Recensione: Carnage
Tanta esperienza, per gli olandesi Burning Hatred.
Che si legge, anzitutto, nel pedigree dei musicisti: Marc Ouwendijk, chitarra, Condolence; Martin Brakert, chitarra, Anarchos; Rene Brugmans, voce, Abrupt Demise; Gerben Mol, batteria, Phlebotomized. Anche se, a tutti gli effetti, pur essendo nata nel 2002, la band giunge solo ora al debut-album, “Carnage”, susseguente a due demo (“Burning Hatred”, 2005; “Apocalypse of the Dead”, 2007) e un EP (“Unleashed”, 2011).
Il genere suonato, manco a dirlo preso atto di quanto sopra, l’old school death metal. In una forma assolutamente perfetta, rigidamente ancorata ai dettami di base che disegnano le linee- guida del genere stesso. Un rigore tale, che “Carnage” potrebbe essere tranquillamente preso come esempio per insegnare, all’Università del Metal, come si deve suonare l’old school.

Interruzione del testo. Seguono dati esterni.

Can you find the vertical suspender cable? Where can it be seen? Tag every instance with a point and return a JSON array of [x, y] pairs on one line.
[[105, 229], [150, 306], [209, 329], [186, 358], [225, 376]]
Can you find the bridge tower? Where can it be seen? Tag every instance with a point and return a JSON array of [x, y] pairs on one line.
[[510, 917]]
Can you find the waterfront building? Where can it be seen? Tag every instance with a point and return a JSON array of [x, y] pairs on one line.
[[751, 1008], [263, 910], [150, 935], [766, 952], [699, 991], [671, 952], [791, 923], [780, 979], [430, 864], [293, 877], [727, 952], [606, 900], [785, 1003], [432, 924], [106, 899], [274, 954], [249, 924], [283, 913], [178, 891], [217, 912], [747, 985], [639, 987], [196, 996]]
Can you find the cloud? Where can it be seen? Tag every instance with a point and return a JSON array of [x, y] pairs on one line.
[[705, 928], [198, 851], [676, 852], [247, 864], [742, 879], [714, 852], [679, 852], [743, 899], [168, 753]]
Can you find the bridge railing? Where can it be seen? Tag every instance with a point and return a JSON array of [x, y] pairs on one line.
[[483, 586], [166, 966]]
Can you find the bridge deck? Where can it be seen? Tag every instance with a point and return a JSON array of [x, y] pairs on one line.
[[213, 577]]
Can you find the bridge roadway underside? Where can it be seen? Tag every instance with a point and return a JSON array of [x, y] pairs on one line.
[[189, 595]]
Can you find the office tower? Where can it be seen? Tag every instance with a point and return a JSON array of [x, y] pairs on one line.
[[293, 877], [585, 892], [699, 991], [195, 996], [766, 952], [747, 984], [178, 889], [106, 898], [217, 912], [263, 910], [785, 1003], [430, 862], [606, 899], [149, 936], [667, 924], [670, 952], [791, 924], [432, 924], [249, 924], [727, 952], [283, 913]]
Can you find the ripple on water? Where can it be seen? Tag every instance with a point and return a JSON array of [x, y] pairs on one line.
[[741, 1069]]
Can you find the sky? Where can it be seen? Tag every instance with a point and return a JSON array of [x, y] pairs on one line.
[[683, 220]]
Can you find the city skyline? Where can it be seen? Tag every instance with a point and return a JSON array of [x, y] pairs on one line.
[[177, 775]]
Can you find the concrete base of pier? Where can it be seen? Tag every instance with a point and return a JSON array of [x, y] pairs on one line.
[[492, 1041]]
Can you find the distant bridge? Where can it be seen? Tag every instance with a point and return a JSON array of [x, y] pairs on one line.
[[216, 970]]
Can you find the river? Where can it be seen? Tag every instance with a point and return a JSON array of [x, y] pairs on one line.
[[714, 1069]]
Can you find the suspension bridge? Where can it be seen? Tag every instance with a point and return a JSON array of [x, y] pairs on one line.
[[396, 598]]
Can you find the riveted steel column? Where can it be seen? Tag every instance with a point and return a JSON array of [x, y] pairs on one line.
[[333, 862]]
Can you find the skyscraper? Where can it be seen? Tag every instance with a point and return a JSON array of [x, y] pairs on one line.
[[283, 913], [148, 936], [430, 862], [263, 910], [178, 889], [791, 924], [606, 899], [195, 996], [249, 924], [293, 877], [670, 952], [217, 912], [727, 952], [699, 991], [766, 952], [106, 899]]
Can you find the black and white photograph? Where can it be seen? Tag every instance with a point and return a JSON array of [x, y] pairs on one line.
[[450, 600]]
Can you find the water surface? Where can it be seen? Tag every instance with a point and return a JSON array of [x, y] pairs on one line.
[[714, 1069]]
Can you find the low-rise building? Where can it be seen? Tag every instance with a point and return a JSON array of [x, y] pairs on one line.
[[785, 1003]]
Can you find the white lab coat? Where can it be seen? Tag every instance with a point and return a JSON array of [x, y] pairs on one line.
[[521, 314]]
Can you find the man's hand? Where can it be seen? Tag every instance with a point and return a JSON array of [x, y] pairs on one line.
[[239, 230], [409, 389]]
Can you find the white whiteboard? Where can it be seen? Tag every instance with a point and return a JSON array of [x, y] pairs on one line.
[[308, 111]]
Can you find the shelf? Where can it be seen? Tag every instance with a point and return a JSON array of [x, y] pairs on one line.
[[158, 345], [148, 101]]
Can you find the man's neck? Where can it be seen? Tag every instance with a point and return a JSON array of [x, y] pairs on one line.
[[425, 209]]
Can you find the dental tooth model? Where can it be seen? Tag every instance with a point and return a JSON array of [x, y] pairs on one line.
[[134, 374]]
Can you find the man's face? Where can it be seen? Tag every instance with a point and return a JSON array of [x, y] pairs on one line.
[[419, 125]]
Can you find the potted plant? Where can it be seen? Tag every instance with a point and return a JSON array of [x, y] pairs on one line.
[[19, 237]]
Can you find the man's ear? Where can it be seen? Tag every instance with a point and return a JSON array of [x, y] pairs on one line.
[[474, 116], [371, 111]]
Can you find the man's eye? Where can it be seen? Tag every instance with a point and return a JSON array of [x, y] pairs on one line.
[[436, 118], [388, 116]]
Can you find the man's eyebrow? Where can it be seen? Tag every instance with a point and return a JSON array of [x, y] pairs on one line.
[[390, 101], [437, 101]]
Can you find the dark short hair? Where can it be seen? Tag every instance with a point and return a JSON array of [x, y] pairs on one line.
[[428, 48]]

Tutto bene, quindi? No. Poiché la suddetta forma è troppo, perfetta. A partire dall’opener ‘The Rawagede Massacre’ sino alla conclusiva ‘March Towards Death’ non c’è una nota fuori posto, in “Carnage”. Se da un lato, appunto, questo non può che onorare i Burning Hatred per via della loro dedizione alla causa, dall’altro riduce ai minimi termini la possibilità di sviluppare idee interessanti.
In ambito old school, ma come del resto altrove, ovunque, una volta stampato a chiare lettere lo stile, la bontà artistica di un’opera non può che valutarsi attraverso la disanima dei singoli pezzi che la costituiscono. E i Nostri, la foggia, l’hanno forgiata davvero con la massima attenzione e cura dei particolari. Ma in maniera, purtroppo per loro, del tutto scolastica. Prevedibile, scontata. Una tipologia musicale adulta, ferma nei propri stilemi, immutabile nella forma lungo il percorso dei brani. Come centinaia di altre, che predicano la stessa filosofica metallica.
Non solo, tornando alle canzoni, queste si srotolano lungo i quarantuno minuti di durata del platter senza infamia né lode. Anche loro, intrappolati nell’immobilismo stilistico più spinto. Privi del quid necessario a farli decollare, a farli diventare esplosivi. Sia nei lunghi passaggi scanditi dai mid e up-tempo (‘Carnage of War’), sia durante le violente accelerazioni dei blast-beats (‘Bedevilment’), serpeggia in agguato la noia.
Il monotono growling di Brugmans non fa certo bene all’economia generale del gruppo, ma nemmeno la coppia d’ascia Ouwendijk / Brakert incide più di tanto, con il suo riffing privo di mordente e aggressività. Senza macchia il motore ritmico, semplicemente adeguato, e nulla più.
Niente di nuovo sotto il sole, tirando le somme: i Burning Hatred e il loro “Carnage” possono andar bene per i super-appassionati del genere, ma nulla di più.